As New Hampshire’s housing market slowly improves, the state is expected to have the fewest number of foreclosures since 2009.
The New Hampshire Housing Finance Authority announced the state is on track to have approximately 100 fewer foreclosures this year than it did in 2011.
As of Sept. 30, 2,843 homes had been foreclosed on. That total is expected to reach about 3,750 by year’s end, according to the authority. There were 3,863 in 2011.
The number for September dropped from 301 in 2011 to 263 this year — a 13 percent decrease. That followed a 12 percent drop in August.
The trend is reflected in figures for Rockingham County, where there have been 581 foreclosures through the end of September.

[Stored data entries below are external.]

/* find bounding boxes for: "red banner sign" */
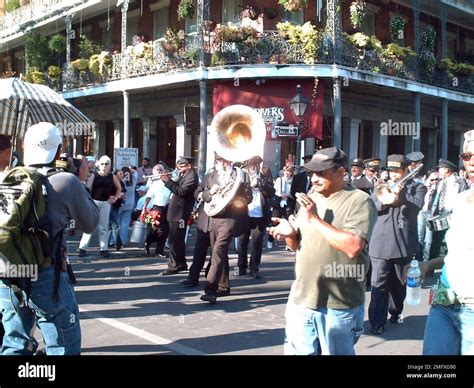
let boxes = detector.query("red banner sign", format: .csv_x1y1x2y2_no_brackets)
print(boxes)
213,78,324,140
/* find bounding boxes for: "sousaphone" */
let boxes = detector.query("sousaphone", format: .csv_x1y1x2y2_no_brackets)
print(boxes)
204,105,266,216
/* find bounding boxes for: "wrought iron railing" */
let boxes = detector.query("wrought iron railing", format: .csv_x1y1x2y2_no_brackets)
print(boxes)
0,0,93,39
61,30,473,95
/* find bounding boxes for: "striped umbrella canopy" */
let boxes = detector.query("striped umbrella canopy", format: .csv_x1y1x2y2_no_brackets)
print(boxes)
0,78,93,139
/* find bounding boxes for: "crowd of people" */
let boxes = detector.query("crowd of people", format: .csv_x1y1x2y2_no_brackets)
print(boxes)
0,123,473,356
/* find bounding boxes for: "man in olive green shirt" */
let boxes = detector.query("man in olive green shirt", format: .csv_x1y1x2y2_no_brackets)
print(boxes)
269,147,377,355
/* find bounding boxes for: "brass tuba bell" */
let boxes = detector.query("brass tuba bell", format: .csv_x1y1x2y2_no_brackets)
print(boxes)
204,105,266,217
210,104,266,163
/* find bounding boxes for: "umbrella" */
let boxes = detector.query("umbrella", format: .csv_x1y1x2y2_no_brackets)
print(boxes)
0,77,94,149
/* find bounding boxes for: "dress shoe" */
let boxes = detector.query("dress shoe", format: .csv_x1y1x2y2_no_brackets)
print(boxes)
116,243,123,251
159,269,179,276
181,279,199,288
389,314,403,324
78,249,87,257
177,265,188,272
156,252,168,258
371,326,383,335
249,270,261,279
236,268,247,276
200,293,217,303
100,250,110,258
216,289,231,297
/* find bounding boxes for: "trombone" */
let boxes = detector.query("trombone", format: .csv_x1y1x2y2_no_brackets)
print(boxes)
374,163,423,205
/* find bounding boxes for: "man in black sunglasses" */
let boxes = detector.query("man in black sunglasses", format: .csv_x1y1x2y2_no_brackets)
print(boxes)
268,147,377,355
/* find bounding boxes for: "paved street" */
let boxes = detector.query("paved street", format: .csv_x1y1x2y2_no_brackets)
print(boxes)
50,227,435,356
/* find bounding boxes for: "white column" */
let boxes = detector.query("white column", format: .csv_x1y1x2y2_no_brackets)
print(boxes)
123,91,130,148
93,120,106,158
377,121,388,164
112,119,122,152
349,119,361,160
174,114,190,160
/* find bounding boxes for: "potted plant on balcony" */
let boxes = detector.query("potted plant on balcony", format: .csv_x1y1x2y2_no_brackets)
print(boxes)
389,15,405,43
350,0,368,29
278,0,308,12
177,0,194,21
5,0,21,13
161,28,185,53
48,34,66,54
421,25,436,52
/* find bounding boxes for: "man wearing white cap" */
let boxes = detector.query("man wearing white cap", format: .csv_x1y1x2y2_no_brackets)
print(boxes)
0,122,99,355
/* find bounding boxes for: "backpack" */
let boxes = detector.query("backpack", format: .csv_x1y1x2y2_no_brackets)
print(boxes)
0,167,55,272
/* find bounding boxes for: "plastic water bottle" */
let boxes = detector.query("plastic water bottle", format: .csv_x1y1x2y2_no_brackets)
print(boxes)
406,259,421,305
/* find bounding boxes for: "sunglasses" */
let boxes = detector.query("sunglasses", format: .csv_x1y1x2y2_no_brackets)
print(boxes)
459,152,474,161
311,169,333,178
100,162,110,165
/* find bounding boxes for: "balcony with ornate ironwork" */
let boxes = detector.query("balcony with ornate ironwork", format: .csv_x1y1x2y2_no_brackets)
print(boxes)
0,0,97,41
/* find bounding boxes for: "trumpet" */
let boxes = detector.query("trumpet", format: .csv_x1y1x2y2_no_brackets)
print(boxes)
143,170,178,181
374,163,423,205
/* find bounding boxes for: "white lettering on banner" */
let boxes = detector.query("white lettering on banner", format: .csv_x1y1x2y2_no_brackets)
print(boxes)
254,107,285,123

That compares to 832 last year and 849 in 2010, according to the county registry of deeds.
“We are seeing a decrease,” Register of Deeds Cathy Stacey said. “Are they lower? Absolutely. Should they be even lower? Absolutely.”
There were still 99 foreclosures reported in Derry through September, 66 in Salem and 41 in Londonderry. For that same period in 2011, there were 102 in Derry, 66 in Londonderry and 56 in Salem.
Stacey and Dan Smith, the authority’s director of housing research, are cautiously optimistic the number of foreclosures will continue to steadily drop. But they are realistic as well.
The housing market is seeing gains, but continued slow economic growth is having a major impact, they said.
“It’s improving, but very slowly. The economy is limping along,” Smith said. “As the economy improves, the housing market should improve right along with it.”
Two weeks ago, the New Hampshire Association of Realtors reported home sales and prices were on the rise — indicators both the economy and housing market are improving.
In September, the median sales prices for a single-family home in New Hampshire was $199,000, a 2.3 percent increase over last year. In Rockingham County, the median sales price rose 5 percent to $251,000, the association said.
Smith said even though foreclosures are decreasing, there’s still a long way to go.
“It’s going to take a while to get back to the numbers from before the recession,” Smith said.
There were nearly 500 foreclosures in New Hampshire in 2005, but that figure more than doubled to 1,157 in 2006. The total soared to 2,071 in 2007 and then 3,560 in 2008.
After declining slightly to 3,467 in 2009, the number of foreclosures shot up to 3,953 in 2010.
Rockingham County usually has about 20 to 23 percent of all the home foreclosures in the state, according to authority spokeswoman Jane Law.
Stacey said it’s nice to see the number of foreclosures drop, but more needs to be done to boost consumer confidence and help prospective homeowners. It’s difficult for many to get bank loans to buy homes, she said.
“It’s disappointing,” she said. “(Banks) make it so stringent and strict, people who can afford loans can’t attain them because of the restrictions.”
Local real estate agents agreed with Stacey and Smith that although foreclosures are decreasing, the economy and housing market could use a major boost.
Cindy Ronning, a broker for Sunlike Realty in Pelham, said the market was off to a good start in the spring before slowing down this fall.
“It was really clicking along,” she said. “Once Labor Day hit, it got a little slow, but still good.”
Peg Walther of Prudential Verani, which has offices in Londonderry and Salem, said a lot of foreclosures mean banks are putting these properties on the market and prospective homeowners are waiting to grab them at a modest price.
“We’re still seeing a demand for bank-owned properties,” Walther said.
Low prices and interest rates are helping to spur sales, she said.